Thursday, February 19, 2026, 12:00 PM - 12:40 PM
Invited Talks

12:00pm – 12:20pm: Daniel Higginbottom 

Silicon colour centres for quantum networks

The performance of quantum networks for long-distance communication, sensing, and distributed quantum computing will be contingent upon the quality of their light-matter interconnects. For networks at scale, these interconnects should be manufacturable and deployable. Solid-state colour centres are single-photon emitters which may offer optically-coupled spin qubit registers for deployable entanglement distribution networks. Of the potential semiconductor hosts, silicon is an ideal platform for commercial quantum technologies. It is a “semiconductor vacuum” with record-setting spin qubit performance, and silicon nanofabrication is an advanced industrial process and the backbone of the microelectronics industry. Although they were neglected until quite recently, silicon colour centres are now established as a quantum platform with technological appeal: they emit in or near the optical telecommunications bands, host intrinsic spin qubit registers, and integrate directly with photonic and electronic circuits on chip. In this talk I will discuss progress in engineering networked silicon colour centre devices and identify emerging candidates from the rapidly expanding alphabet of silicon colour centres. I will summarize recent results with the T centre, a CCH defect in silicon, establishing key capabilities for quantum networks including efficient emission, memory qubit protection, and spectral emission tuning. These results illustrate how silicon colour centres may be deployed as an on-chip spin-photon quantum processor, and how these processors may be connected over optical fibre in a metropolitan-scale quantum internet.
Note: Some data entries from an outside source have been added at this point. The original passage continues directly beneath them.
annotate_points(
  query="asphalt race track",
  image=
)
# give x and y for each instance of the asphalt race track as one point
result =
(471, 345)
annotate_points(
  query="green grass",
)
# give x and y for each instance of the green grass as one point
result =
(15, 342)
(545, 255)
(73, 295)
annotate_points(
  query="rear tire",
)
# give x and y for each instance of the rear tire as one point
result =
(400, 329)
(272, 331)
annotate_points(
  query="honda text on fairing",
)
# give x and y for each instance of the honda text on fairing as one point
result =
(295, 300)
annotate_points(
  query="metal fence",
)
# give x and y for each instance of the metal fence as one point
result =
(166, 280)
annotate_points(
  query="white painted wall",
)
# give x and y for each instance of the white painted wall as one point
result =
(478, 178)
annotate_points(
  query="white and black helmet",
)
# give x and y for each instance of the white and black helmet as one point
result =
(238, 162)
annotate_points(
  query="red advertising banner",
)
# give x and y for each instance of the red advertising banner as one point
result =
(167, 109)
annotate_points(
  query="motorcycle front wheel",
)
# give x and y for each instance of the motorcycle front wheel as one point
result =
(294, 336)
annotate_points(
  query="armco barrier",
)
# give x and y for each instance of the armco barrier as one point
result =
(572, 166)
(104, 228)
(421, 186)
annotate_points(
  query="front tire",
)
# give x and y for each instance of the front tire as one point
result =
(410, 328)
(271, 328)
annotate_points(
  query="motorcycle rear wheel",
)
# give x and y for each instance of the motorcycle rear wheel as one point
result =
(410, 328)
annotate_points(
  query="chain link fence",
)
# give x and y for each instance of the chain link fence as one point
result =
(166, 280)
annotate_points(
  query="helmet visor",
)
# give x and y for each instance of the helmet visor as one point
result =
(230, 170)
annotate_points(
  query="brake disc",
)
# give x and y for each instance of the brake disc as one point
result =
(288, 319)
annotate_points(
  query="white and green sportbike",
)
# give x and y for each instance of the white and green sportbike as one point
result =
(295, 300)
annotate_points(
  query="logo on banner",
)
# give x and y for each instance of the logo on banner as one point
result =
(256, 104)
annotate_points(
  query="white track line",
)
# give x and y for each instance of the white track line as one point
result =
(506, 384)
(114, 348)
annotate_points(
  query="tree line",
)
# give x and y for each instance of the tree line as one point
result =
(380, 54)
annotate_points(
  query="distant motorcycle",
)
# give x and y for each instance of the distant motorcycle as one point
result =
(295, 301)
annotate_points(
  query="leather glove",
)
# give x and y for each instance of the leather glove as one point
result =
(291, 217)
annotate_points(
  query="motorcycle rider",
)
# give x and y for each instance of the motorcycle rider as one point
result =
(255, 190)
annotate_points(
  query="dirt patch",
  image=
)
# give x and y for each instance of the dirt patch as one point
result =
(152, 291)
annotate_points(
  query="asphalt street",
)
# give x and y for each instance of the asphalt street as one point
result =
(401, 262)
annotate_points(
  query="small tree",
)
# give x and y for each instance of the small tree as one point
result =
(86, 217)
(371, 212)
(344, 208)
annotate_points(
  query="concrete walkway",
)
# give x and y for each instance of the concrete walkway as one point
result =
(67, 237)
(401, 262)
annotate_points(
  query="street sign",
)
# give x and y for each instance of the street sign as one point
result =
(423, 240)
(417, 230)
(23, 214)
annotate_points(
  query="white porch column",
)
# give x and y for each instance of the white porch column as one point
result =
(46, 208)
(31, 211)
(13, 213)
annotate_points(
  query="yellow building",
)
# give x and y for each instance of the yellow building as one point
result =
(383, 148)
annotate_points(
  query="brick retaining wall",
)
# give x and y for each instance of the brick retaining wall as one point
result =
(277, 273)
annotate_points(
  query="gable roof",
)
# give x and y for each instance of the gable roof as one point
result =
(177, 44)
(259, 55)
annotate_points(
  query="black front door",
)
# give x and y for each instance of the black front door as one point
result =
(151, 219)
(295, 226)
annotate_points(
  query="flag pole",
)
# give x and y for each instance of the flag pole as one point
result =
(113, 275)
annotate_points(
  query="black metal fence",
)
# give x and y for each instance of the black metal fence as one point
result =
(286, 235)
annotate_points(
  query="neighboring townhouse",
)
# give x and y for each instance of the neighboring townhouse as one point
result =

12:20pm – 12:40pm: Saasha Joshi 

Data-Efficient Optimization of Black-Box Models Using Quantum Surrogates in Bayesian Optimization  

This talk presents Quantum Bayesian Optimization (QBO), a data-efficient framework for optimizing complex systems that are unknown or costly to evaluate. By leveraging quantum-enhanced models, QBO captures subtle correlations in domains such as game theory and finance, enabling faster identification of solutions with fewer evaluations. The talk also highlights Canada’s first Quantum Computing Sandbox (QCS) by FABrIC and CMC Microsystems, which aims to accelerate the adoption of quantum computing technology in Canada by providing technical expertise and enabling access to state-of-theart quantum computing platforms.